Me gustaría, con todo mi corazón, fomentar la renovación de la motivación de todos los que trabajan en la universidad y en los centros sanitarios del Campus. Sé muy bien que todos vosotros debéis afrontar muchas dificultades cada día, precisamente porque trabajáis en frentes delicados e importantes. A menudo estaréis llamados a abrir caminos que aún no existen, para que otros puedan seguirlos. La tentación de dejarse abrumar por los problemas no resueltos, por la falta de recursos o por la complejidad de las relaciones en una estructura tan articulada como esta, puede hacerse sentir y debilitar el entusiasmo en el trabajo diario. Todos necesitamos esperanza y optimismo, pero el optimismo no debe fundarse en lo abstracto, como una exhortación estéril y retórica. Os animo a basarlo más bien en los frutos pequeños y concretos que reconocéis en vuestro trabajo diario: la satisfacción que sentiréis al final de una clase universitaria que os abre nuevos horizontes o, como docentes, cuando notéis que los conocimientos transmitidos han sido bien entendidos; el trabajo de un colega que mejora gracias a vuestro compromiso y a vuestro ejemplo; la gratitud de un enfermo por la atención recibida; el aprecio por el orden y el buen gusto de los que cuidan de las estructuras materiales y de los servicios, y que tanto facilitan vuestro trabajo. La esperanza y el optimismo deben basarse, en última instancia, en el hecho de que esta universidad y sus actividades están motivadas por un profundo sentido de servicio.

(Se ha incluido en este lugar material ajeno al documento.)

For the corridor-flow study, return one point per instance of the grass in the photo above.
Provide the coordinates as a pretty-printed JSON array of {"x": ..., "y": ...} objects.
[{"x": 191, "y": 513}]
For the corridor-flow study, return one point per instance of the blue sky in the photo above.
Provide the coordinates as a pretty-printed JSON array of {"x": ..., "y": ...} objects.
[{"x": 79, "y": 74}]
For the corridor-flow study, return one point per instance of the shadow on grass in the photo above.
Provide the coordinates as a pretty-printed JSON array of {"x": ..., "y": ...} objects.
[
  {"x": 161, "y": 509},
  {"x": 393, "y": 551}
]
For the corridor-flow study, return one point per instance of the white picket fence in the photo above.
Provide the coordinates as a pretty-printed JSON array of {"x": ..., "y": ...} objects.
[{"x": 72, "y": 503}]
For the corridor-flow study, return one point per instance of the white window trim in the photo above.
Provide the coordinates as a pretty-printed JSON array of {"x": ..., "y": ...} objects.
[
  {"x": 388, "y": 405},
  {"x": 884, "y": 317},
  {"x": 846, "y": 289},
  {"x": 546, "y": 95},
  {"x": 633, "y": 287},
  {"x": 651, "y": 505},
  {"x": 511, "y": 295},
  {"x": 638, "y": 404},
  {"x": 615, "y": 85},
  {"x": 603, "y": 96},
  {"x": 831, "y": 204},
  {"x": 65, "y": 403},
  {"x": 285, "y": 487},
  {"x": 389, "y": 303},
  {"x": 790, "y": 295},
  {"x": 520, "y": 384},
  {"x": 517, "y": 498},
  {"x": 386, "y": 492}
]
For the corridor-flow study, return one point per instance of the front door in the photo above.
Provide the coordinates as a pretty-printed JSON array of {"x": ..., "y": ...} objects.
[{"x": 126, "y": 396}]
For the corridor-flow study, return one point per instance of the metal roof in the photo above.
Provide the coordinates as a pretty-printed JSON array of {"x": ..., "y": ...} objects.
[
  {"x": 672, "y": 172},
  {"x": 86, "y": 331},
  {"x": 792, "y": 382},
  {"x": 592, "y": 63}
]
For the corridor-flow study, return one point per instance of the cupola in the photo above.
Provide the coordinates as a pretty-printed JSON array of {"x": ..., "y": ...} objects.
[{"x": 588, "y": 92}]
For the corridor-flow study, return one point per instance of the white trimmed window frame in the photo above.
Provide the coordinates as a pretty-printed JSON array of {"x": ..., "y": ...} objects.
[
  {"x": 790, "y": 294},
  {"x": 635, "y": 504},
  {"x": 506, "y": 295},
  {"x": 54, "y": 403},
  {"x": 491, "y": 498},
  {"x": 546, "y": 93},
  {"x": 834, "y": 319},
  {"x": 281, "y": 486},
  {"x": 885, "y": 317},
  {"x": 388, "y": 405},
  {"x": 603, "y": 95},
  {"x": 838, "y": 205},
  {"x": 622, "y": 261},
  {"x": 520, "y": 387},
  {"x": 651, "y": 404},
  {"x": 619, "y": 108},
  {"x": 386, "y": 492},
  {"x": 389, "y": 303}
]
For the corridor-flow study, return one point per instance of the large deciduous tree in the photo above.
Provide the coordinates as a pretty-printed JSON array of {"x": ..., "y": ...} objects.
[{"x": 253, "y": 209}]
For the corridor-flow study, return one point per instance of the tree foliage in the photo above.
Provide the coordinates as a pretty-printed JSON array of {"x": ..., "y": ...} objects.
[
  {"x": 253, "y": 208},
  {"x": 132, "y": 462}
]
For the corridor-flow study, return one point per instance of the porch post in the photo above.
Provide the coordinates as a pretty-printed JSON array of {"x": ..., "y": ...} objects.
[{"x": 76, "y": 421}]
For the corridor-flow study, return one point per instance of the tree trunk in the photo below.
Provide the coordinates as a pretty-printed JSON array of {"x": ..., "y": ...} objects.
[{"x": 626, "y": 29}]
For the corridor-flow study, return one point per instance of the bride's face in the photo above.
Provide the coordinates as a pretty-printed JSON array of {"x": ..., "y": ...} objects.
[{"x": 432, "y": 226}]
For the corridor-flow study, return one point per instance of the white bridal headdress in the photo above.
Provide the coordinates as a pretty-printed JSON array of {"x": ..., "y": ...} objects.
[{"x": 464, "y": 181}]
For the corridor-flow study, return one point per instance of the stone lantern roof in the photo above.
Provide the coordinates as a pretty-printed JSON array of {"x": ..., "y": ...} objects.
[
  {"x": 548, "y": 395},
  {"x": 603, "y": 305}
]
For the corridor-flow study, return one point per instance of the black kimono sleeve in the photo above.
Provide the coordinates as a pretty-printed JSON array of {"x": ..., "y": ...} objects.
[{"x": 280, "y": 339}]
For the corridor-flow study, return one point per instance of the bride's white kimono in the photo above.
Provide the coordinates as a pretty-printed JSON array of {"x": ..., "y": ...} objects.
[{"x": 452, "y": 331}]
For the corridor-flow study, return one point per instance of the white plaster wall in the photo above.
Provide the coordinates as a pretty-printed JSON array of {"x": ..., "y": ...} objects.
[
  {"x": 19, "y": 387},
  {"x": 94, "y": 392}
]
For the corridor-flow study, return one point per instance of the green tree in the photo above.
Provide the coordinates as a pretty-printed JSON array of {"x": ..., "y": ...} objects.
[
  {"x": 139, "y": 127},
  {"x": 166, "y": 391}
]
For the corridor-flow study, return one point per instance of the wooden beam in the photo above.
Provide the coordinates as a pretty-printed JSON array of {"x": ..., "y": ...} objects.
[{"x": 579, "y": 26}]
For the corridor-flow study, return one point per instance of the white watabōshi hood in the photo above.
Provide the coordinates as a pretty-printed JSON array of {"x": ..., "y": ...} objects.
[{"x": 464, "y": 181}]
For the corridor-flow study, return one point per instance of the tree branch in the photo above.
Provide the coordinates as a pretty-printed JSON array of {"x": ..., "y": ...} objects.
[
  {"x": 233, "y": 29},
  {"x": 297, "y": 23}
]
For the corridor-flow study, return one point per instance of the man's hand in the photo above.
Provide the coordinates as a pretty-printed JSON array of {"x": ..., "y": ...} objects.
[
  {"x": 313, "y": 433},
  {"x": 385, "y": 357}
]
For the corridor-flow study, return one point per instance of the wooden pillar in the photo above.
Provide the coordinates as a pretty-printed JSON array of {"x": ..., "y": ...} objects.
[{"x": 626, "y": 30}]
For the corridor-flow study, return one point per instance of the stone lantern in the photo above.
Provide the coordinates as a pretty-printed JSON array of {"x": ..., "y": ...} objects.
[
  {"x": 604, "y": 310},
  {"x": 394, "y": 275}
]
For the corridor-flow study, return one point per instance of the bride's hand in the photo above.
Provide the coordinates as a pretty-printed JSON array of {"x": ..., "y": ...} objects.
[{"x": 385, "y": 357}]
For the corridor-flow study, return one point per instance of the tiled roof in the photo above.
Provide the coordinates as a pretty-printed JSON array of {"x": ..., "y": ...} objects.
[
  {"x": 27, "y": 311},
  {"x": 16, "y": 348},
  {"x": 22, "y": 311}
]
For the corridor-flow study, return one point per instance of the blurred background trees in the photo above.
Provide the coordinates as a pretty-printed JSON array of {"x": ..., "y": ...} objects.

Sólo esto puede justificar el esfuerzo y los sacrificios de cada uno de nosotros: un sentido de servicio que para tantos de nosotros se ilumina y fortalece por la luz de la fe y de la caridad cristiana.

Concluyo con el deseo de que la ciencia y el servicio, la competencia y la generosidad, la fe y la geometría, siempre puedan ir bien unidos. Como en toda obra de inspiración cristiana, la dimensión profesional y un clima familiar no se oponen, sino que deben crecer al mismo tiempo. Como nos recuerda el himno a la caridad de San Pablo, el amor puede y debe guiar todo lo que hacemos; y, como nos recordaba san Josemaría, es el amor el que hace grandes las cosas pequeñas. Gracias por vuestro trabajo. Os aseguro mi oración diaria por todos vosotros y por vuestras familias, y me encomiendo a la vuestra.

Romana, n. 67, Julio-Diciembre 2018, p. 275-278.